Frontier Psychiatry’s new partnership with CrossTx, which is also based in Bozeman, improves upon that process, getting patients quicker access to psychiatric care and improving care coordination with organizations in its network.

“Typically when we would get referrals for patients, it happened in all kinds of weird ways,” Arzubi said. “It could be snail mail, fax or email. Given the technology that exists, it’s terrible what health care is still doing to try to communicate around patients.”

That lack of referral consistency was making Arzubi’s job harder and less efficient. Plus, it meant slower access to care for patients.

So, Arzubi took to LinkedIn looking for a better way to do things. He posed a question on his page: Does anyone know of a solution that can help streamline the care coordination and patient referral process?

From there, one of his connections told him about CrossTx, which allows providers to communicate about patients electronically and in real time. Those on the platform can securely send messages and documents back and forth.

“CrossTx is a lot like a social platform in structure,” Chad Nybo, CEO of CrossTx, told BHB. “We allow folks to come on our platform as providers with their organization and staff, then link to the professionals that are in their network.”

While some might compare CrossTx to a health information exchange (HEI), Arzubi says the platform goes further than that.
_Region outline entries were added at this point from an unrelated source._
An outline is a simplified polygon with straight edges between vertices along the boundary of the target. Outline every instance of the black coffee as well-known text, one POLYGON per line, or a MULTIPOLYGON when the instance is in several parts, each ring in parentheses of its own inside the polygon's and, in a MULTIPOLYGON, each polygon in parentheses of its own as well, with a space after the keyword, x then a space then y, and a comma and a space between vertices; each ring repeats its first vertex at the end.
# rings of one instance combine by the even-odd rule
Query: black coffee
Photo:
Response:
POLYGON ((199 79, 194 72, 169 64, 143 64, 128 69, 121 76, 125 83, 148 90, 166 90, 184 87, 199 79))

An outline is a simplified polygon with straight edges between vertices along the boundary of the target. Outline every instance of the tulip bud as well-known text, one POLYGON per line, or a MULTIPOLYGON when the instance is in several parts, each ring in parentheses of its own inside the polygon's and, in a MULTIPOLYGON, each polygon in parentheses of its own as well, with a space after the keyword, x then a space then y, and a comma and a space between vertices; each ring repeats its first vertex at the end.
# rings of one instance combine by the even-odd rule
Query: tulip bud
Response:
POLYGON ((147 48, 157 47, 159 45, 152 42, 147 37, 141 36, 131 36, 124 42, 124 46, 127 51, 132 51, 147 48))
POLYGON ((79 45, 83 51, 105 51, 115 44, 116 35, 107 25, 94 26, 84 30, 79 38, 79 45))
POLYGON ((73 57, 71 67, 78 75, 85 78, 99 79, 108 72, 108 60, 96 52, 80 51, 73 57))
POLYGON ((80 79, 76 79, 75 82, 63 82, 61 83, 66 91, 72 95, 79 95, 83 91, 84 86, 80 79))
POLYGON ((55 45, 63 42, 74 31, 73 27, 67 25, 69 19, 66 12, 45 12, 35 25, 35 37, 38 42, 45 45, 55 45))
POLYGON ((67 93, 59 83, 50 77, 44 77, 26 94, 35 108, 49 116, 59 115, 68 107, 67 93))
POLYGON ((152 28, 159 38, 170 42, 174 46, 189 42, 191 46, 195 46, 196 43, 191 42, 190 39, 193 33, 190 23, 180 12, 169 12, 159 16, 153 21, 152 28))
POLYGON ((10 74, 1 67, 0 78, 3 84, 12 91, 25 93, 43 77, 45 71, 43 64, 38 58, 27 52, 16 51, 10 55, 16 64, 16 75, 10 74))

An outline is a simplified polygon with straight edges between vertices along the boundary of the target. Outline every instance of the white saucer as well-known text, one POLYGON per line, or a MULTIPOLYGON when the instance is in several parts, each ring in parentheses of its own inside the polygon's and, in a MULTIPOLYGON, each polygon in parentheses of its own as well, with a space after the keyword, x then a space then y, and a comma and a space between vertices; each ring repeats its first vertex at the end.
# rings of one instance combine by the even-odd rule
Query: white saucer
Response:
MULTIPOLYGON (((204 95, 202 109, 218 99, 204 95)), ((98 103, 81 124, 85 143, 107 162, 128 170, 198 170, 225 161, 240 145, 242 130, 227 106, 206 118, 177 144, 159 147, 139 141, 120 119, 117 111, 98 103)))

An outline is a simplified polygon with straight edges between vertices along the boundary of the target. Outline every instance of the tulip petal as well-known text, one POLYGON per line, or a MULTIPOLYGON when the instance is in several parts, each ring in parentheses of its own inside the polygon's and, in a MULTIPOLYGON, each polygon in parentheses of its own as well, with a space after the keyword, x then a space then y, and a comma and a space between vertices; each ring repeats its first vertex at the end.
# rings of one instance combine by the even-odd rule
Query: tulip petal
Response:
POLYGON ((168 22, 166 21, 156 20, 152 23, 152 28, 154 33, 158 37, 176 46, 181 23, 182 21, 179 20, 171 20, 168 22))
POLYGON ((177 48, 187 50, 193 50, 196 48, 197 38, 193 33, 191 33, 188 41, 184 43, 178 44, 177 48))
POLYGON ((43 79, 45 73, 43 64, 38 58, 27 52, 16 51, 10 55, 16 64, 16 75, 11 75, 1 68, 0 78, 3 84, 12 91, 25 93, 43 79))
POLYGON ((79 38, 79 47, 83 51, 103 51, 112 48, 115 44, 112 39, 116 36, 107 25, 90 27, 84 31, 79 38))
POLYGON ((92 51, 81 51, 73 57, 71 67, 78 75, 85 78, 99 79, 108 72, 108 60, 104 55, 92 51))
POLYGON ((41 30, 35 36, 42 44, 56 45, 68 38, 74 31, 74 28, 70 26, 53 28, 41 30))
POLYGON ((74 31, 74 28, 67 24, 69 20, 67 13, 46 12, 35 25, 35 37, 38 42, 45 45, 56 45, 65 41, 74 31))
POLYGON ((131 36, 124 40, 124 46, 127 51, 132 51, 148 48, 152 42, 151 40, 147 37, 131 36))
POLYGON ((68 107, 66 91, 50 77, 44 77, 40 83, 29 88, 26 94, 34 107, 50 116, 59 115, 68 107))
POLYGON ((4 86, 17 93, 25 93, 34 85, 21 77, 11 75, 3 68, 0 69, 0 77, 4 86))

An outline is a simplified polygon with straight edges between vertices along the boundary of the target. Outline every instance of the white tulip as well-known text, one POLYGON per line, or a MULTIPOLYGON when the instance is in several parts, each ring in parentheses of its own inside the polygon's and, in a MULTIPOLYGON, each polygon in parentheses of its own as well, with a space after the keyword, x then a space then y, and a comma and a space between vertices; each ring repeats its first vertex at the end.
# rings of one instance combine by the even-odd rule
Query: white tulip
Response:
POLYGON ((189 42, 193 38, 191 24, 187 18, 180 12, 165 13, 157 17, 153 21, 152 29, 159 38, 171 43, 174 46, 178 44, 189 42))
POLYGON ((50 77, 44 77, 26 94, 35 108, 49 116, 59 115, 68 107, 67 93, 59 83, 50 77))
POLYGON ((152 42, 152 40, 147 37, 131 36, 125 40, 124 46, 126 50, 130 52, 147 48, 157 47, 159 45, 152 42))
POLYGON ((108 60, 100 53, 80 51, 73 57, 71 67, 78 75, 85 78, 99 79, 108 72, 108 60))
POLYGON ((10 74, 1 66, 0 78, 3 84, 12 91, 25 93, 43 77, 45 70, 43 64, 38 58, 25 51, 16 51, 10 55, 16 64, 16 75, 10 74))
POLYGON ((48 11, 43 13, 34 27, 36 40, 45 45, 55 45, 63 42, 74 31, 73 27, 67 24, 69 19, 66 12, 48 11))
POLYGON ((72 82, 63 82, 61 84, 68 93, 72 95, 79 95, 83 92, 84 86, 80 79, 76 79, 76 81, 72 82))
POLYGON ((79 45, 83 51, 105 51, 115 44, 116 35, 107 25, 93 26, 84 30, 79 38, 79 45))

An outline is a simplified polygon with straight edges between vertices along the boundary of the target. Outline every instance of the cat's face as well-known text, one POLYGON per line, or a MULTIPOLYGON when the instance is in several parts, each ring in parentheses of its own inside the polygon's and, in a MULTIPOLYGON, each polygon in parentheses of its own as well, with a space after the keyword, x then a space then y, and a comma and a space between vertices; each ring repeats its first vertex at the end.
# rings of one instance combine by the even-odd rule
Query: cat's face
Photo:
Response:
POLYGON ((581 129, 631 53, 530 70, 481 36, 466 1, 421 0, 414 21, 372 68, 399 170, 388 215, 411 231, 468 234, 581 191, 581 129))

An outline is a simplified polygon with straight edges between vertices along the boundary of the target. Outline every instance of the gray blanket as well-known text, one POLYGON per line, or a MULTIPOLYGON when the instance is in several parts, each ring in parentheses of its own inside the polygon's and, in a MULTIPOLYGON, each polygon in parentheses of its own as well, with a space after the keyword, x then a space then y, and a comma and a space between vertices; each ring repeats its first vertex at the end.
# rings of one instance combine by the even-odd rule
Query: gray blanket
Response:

“HIEs tend to static and store data, where CrossTx allows us to use this data, … and actually act in service of the patient,” he said.

For Frontier Psychiatry, adding its network to the platform has meant getting patient referrals right away, rather than days or weeks after the fact. That immediacy can be life saving.

Take someone having a mental health event in the emergency department (ED), for example. Providers in the ED can use CrossTx to contact a Frontier Psychiatry specialist to get help immediately, rather than set the patient up with an appointment days later.

So far, Frontier Psychiatry hasn’t had any trouble getting the providers in its network on board.

“The way I’m talking about this is, ‘If you want us to provide [our] solution, you need to use CrossTx,” Arzubi said. “This is a must have because I don’t want to chase faxes. I don’t want to chase emails.”

Because most providers in Frontier Psychiatry’s network are in desperate need of additional psychiatric support for their patients, they’ve complied. And while it costs a fee to get on CrossTx’s platform, it also comes with potential financial benefits.

“[Arzubi’s] time is worth a lot of money to these small critical access hospitals because [behavioral health integration] makes their patients who are on Medicare eligible for extra levels of billing,” Nybo said. “So being able to document not only the coordination time spent, but the fact that they’ve reached out to a qualified behavioral health specialist unlocks a lot of revenue for them.”